Jusqu'à ce dimanche après-midi où l'oncle Gaston, dans son patois du Nord, va révéler à l'adolescent sarcastique le sens de l'étrange vocation de son père. Une histoire de résistance pendant la Seconde Guerre mondiale dont ils sont, le père et l'oncle, les protagonistes. Une de ses nombreuses petites histoires qui alimentent la Grande Histoire. Une histoire faite de gens simples, pas de héros. L'histoire de la rencontre entre un groupe de quatre otages français condamnés à mort et leur gardien allemand qui, pour tenir l'horreur à distance, a fait le clown.
Et le jeune garçon qui s'exaspérait de la médiocrité des adultes découvre la grandeur des hommes ordinaires et le pourquoi du costume de clown que son père revêt en un acte de mémoire, un acte de déférence.

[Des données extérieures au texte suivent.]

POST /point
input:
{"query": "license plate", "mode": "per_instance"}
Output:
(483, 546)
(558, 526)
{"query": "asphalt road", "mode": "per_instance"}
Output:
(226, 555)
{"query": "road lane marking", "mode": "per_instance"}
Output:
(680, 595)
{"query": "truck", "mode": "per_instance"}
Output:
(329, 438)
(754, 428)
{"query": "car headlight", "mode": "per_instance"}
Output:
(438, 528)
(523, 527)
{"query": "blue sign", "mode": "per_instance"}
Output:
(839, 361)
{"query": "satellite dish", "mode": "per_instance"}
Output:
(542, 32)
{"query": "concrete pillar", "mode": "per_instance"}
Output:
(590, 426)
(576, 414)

Un style économique mais étincelant, une langue familière et expressive : Michel Quint livre ici, avec tendresse et pudeur, un récit tragicomique court et lumineux où l'essentiel se lit entre les lignes et où humour et dérision évitent le sentimentalisme. Son récit est une merveille de concision et d'intelligence, soixante pages à peine pour un condensé d'humanité.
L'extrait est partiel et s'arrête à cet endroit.